Ice crystals in keratin solution connected with each other at low temperature to form a homogeneous porous structure, which transformed keratin from liquid to solid. This spongy keratin has a porous structure and a certain mechanical strength, high temperature resistance and insolubility in water. It is well known that the pore structure plays an important role in the growth of new tissue and is beneficial to the nutrient and waste exchange and the inhibition of scar formation by fibroblasts [13, 28, 29]. The keratin sponge was wrapped around the lesion to provide a suitable space for nerve repair, preventing the adhesion to surrounding tissues and facilitating nerve regeneration. SD rats in the keratin group had significant improvement in terms of footprint analysis and SFI index compared with those in the control group from 14 days after surgery, suggesting that wrapping the keratin sponge in the injured site accelerates axon regeneration at an early stage, and lays a solid foundation for later functional recovery. The recovery of myelin sheath at the distal of the regenerated axons was further observed by TEM, the results of which showed that the axons in the keratin group are arranged neatly and that the diameter and thickness of the myelin sheath increase significantly, which is better than the control group and close to the normal nerve group. Because the axon cannot regenerate to the target organ in time or the regeneration effect is poor, the gastrocnemius wet weight and muscle fiber morphology in the control group were lower than those in the keratin group at 21 days. Studies have shown that axons grow at a rate of 1–3 mm/d after peripheral nerve injury, so the rate of degradation of keratin sponge should be adapted to the rate of axonal regeneration appropriately. In this study, most of the kinetic function of SD rats could be recovered in about 3–4 weeks after crush injury, so the degradation cycle of keratin sponge prepared in our laboratory is sufficient for nerve regeneration within 5 weeks.
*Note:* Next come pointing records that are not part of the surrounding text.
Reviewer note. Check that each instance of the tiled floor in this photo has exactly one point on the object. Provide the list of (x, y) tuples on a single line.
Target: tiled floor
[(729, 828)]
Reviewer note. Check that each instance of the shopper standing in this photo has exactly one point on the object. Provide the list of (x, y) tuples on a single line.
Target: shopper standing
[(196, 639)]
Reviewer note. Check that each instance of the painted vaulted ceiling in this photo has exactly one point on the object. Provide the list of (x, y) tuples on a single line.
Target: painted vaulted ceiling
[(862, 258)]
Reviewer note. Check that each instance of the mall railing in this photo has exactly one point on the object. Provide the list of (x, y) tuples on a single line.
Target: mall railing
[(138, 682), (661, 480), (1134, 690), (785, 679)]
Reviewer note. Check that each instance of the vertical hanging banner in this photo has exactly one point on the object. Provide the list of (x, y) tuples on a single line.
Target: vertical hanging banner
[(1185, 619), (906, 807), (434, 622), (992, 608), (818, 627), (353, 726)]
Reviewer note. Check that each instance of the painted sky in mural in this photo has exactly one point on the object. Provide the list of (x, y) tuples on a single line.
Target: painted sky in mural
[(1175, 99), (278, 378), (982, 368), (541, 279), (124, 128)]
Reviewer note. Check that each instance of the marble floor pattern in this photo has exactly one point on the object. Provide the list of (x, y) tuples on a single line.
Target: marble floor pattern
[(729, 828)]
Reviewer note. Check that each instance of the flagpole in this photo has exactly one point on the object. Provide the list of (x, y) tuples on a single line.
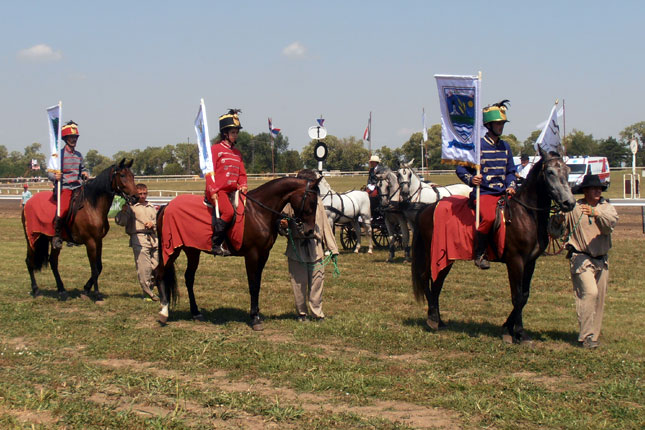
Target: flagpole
[(60, 156), (477, 142)]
Keratin has a wide range of applications and has been developed in other areas such as the repair of heart, skin and bone tissue. Previous studies have noted that an antibiotic-loaded keratin film shows high antibacterial effects in bacterial sensitivity assays and can potentially prevent wound infection [30]. In addition, keratin dressing applied to the wound site of animal models can accelerate the onset of epithelialization and faster wound healing compared with polyurethane dressing [31, 32]. However, the keratin still has some limitations in its application to sciatic nerve transection injury, so it must be combined with other materials to improve its mechanical strength. Nevertheless, we have reason to believe that keratin has great potential and prospect in the repair of peripheral nerve injury.

5 Conclusions

In summary, the repair and regeneration after peripheral nerve injury is a complex process. Keratin, as a natural biomaterial, can regulate the biological activity of many kinds of cells, stabilize the microenvironment of the damaged site and accelerate the regeneration of axons. Therefore, keratin has a good promoting effect on both cell culture and tissue repair, but its potential regulatory mechanism needs to be further explored.